Secondly, you need to tell your wife this is not what you had in mind when you got married. A complete lack of interest, flexibility and frequency of sex isnt working for you and it needs toget fixed. 

Ask her directly what the problem is. Why is she not interested more often. Tell her you think its because you let her walk on you by taking up all of your free time to wait on her. 

Tell her you are going to pursue interests outside the home and you want her to join you. 

You two are in a rut. 

How do you blow a womans hair back? 

1. Romance, pursuit, effort
2. Fun, activity, humor, energy
3. Naughtiness, spice, variety, mystery, surprise
4. Mix it up, keeping her guessing and engaged in anticipation
5. Be more direct with your thoughts.
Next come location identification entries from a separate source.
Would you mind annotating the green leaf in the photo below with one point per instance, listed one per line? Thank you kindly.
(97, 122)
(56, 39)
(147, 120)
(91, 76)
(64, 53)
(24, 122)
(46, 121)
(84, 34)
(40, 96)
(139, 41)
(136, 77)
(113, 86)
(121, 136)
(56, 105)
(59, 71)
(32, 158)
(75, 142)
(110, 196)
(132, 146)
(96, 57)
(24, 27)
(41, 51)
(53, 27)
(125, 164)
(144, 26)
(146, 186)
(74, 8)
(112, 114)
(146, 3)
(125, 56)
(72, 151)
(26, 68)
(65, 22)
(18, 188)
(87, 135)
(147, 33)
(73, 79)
Just say it. 
6. There are primal needs and companionship needs. Meet both. 

good luck


----------



## that_girl (Jul 6, 2011)

And get your 10 year old OUT of your bed.


----------



## Janie (Apr 10, 2010)

It is not uncommon for a wife to have lower libido than her husband, but there are SOOOOO many ways for her to give him pleasure.

If she cares about his needs...


----------



## eccentric (Nov 11, 2011)

Thanks for the support everyone. I was expecting more of a roasting! I think I am probably going the right way. I need to sort myself out first, then my marriage. I'll let you know how it works out.


----------



## Thor (Oct 31, 2011)

YupItsMe said:


> He did. Its in his OP.


He said he read the forums at No More Mr. Nice Guy, not the book. If he hasn't read the book he is missing 95% of the content of NMMNG.


----------